Under the term Force Majeure, that is circumstances for which it is not justified and reasonably expect to be under Supplier’s control or influence implies natural disasters (including fire, earthquake, storm or flood), state act or act some of other authorized institution, explosion, accident, electrical grid failure, significant political and social riots, significant political and economic circumstances like rebellion, terrorist act or declared and undeclared war, strike, collective working disputes, disappearance or lack of electricity, fuel or what kind others source if energy and / or essential material and / or parts and / or ingredients.
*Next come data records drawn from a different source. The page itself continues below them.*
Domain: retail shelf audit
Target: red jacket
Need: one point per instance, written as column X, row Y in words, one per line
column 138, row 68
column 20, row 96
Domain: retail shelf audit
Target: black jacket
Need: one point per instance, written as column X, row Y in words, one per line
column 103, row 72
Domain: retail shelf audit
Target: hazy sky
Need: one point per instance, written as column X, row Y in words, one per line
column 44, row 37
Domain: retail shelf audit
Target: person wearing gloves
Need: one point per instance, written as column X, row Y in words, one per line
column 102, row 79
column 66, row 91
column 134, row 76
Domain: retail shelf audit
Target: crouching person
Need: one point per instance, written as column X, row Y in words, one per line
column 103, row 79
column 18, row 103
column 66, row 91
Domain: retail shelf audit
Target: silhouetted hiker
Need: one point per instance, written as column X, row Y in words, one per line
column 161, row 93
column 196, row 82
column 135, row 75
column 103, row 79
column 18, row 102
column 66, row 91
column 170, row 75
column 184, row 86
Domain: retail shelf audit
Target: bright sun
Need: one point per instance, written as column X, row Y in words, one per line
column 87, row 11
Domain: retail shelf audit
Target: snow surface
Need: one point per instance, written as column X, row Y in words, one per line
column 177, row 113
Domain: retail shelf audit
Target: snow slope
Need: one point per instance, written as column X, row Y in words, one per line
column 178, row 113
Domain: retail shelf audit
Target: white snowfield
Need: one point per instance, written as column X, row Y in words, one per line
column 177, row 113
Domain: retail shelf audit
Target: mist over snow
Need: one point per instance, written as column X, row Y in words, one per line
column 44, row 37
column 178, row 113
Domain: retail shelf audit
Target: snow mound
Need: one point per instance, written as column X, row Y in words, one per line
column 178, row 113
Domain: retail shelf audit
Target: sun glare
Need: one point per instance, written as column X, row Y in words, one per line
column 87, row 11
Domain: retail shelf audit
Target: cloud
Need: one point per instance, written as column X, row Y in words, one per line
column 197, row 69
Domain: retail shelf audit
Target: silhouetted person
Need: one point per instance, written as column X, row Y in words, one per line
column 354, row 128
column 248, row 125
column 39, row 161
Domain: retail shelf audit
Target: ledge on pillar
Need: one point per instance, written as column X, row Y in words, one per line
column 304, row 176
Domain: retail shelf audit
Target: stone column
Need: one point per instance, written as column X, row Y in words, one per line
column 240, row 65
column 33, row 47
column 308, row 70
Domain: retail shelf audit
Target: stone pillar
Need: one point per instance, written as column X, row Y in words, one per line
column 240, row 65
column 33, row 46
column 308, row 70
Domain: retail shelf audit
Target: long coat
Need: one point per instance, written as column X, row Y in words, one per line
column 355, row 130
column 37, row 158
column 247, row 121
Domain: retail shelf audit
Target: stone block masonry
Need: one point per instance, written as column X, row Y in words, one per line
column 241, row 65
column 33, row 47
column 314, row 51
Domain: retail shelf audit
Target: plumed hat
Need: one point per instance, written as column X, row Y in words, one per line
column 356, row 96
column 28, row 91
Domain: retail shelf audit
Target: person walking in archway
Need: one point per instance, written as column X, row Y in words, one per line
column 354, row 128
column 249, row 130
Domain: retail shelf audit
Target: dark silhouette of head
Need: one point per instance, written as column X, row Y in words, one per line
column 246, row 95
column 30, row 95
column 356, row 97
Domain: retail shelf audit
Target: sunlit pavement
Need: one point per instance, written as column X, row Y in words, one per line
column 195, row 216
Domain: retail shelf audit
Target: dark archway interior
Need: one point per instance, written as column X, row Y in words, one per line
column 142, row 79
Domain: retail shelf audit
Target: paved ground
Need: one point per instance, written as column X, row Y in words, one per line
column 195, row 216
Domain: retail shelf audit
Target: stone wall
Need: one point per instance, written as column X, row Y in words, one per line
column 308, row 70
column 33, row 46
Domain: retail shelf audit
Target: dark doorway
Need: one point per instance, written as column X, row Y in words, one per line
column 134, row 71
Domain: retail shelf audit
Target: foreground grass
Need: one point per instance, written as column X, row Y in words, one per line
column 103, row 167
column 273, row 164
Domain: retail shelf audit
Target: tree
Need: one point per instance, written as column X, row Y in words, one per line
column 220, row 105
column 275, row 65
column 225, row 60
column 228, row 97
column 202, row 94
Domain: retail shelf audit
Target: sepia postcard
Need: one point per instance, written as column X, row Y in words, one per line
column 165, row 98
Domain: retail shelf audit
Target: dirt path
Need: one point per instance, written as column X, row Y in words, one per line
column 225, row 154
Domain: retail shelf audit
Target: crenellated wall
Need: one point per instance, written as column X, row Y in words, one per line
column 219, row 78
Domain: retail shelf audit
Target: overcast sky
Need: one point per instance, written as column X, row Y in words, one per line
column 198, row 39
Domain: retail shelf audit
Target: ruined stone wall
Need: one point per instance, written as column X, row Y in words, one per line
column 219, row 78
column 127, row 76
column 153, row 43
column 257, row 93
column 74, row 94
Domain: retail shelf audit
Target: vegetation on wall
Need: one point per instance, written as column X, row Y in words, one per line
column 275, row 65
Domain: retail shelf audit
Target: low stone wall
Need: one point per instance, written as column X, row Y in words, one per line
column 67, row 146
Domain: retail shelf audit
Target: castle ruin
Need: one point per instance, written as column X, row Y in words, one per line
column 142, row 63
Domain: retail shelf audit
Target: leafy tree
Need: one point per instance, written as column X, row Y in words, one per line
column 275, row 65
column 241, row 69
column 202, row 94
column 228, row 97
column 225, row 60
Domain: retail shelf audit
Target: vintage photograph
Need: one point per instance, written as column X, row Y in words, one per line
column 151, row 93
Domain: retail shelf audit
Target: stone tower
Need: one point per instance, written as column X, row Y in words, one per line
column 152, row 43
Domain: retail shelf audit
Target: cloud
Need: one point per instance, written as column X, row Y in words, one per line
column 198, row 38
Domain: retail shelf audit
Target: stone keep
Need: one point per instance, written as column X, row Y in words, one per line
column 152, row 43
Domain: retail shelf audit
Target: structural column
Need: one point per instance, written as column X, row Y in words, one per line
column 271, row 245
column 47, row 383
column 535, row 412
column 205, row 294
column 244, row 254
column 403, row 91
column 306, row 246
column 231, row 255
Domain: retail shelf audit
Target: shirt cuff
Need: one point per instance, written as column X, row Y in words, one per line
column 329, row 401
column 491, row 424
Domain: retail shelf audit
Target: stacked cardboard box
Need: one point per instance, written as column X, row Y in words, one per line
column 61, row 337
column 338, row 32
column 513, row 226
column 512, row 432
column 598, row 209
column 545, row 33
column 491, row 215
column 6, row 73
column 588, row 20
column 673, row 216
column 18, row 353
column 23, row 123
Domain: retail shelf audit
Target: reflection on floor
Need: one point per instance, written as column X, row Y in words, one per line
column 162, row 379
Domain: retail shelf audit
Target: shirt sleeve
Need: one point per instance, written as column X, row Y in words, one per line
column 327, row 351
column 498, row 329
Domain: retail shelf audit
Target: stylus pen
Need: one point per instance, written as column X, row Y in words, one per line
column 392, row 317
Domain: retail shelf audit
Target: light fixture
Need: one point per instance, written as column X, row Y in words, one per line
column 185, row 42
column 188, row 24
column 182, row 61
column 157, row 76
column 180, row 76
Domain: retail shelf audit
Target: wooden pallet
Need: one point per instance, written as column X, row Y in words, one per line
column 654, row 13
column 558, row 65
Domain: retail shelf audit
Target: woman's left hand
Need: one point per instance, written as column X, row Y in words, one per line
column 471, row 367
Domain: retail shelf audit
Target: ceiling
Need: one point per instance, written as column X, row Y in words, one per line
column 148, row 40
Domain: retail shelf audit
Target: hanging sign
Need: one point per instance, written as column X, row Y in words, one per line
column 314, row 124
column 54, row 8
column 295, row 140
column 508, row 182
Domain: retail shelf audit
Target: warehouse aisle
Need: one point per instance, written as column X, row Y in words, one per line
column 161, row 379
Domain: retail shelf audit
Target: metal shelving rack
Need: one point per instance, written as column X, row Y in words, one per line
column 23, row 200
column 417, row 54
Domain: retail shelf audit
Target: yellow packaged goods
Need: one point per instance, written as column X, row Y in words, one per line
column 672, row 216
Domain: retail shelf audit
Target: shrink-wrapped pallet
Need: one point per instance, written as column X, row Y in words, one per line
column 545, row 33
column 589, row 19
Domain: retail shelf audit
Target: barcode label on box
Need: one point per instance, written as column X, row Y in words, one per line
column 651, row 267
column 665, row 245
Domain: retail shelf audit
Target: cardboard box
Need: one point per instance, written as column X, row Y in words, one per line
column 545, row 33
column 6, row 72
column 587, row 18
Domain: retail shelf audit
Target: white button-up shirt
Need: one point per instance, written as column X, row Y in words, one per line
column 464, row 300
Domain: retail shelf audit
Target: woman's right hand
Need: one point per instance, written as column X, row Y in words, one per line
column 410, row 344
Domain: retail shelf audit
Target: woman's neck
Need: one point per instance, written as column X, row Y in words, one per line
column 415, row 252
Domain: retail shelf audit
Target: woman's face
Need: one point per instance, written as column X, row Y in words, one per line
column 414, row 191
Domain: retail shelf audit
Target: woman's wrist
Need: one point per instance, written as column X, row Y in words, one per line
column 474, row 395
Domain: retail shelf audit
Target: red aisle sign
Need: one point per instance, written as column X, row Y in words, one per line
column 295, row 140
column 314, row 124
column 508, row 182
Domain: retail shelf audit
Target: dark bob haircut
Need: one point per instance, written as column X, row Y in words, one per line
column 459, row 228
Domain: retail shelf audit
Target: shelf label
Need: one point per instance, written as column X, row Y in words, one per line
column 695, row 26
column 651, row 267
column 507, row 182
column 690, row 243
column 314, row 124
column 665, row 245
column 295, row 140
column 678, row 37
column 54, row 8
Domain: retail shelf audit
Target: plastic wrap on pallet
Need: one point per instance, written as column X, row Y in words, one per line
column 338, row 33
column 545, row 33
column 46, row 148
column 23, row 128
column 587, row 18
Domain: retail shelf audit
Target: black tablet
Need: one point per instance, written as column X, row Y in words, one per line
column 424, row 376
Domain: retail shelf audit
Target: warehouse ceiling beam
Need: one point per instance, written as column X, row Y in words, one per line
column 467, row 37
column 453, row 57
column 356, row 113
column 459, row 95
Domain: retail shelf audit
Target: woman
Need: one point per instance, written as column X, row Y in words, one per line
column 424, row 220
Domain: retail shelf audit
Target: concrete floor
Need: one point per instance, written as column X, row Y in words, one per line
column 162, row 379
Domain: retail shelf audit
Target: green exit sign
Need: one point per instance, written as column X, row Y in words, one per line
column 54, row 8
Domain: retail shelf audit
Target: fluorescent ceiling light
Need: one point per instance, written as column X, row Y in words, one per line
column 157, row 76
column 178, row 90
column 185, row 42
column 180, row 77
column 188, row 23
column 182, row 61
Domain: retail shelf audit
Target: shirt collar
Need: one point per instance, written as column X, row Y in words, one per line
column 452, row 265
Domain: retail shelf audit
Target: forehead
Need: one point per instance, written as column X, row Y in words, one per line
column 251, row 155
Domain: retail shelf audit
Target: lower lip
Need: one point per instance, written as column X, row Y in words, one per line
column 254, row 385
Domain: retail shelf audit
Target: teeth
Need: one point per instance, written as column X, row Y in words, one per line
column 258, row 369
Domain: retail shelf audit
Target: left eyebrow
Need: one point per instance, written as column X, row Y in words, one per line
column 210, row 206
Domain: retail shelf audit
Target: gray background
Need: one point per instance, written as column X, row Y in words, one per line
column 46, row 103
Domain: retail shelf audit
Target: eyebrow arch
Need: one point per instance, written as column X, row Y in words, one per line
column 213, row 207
Supplier won’t be liable for damages in case of delays in fulfillment of their own obligation from the Contract, that is, in case of his Contract violation, if those delays or violations obligation are caused by events or existing circumstances considered to be Force Majeur.

In case the Supplier is unable fulfill some from taken obligation from of the Contract due to the Force Majeure, he is obliged without delay to inform Customer about the event or the cause stating details and theirs expected duration. In that case the Supplier is obliged to undisputable prove Force Majeure existence using valid documents or others evidence in case that the subject event, cause or circumstance are not obvious and general known or they can’t be considered as obvious to the other contractual side.

Deadlines within of which the Supplier had to fulfill his own not executed obligations will be extended proportional to duration of events, causes or circumstances of Force Majeure including time needed for removal of their repercussions, provided that their elimination is a precondition for execution of Supplier’s obligations.

In case of Force Majeure and accompanying impossibility of obligation fulfillment from of the Contract lasts longer than one month, Supplier and the Customer will review expediency of further Contract applications and its validity according to established content. If Supplier and Customer in the following one-month period fail to achieve agreement on the future content of the Contract and its further application, according to the new circumstances, contracting party not damaged by Force Majeure, but due to its existence suffers non-fulfilment obligation from the Contract, retains right to terminate the Contract by delivering written notification to other contracting party.

1.10. Personal Data Protection

Supplier takes Customer employees personal data with only purpose of communications to the Customer and treat them in accordance with the applicable Privacy Policy.

Supplier informs Customer about news in the goods and service offer by delivering notifications (newsletters) at e-mail address shared by the Customer for communication purposes.

Persons or legal entities, which apply themselves for newsletter delivery or other commercial announcements from Supplier, give their consent for processing data by filling data in the provided form and by providing their personal data to the Supplier.

1.11. Solving Disputes

Supplier and the Customer will try to solve all disputed situations (potential disputes) in good faith and by mutual agreement.

In case of unresolvable dispute, the court’s jurisdiction will be court in Rijeka, even in case when the party is headquartered outside of Republic of Croatia or its residence is unknown to the court in the moment of procedure beginning.

1.12. Conclusion Provisions

The Supplier reserves right to change and/or supplement these Terms and Conditions at any time.

The Supplier will publish the Terms and Conditions as well as all subsequent changes and amendments on his website www.ies.hr.

If any regulations of these Terms and Conditions proves to be illegal or unenforceable, the other regulations of the Terms and Conditions will remain in full force. If any regulation of these Terms and Conditions is declared invalid, such invalid regulation will be immediately replaced by a new regulation which will be of valid form and content and which, in a legally valid manner, will try to achieve, to the extent and to which it is possible, the purpose and intent of void regulation.

These Terms and Conditions have been published and come into force on May 15th 2023.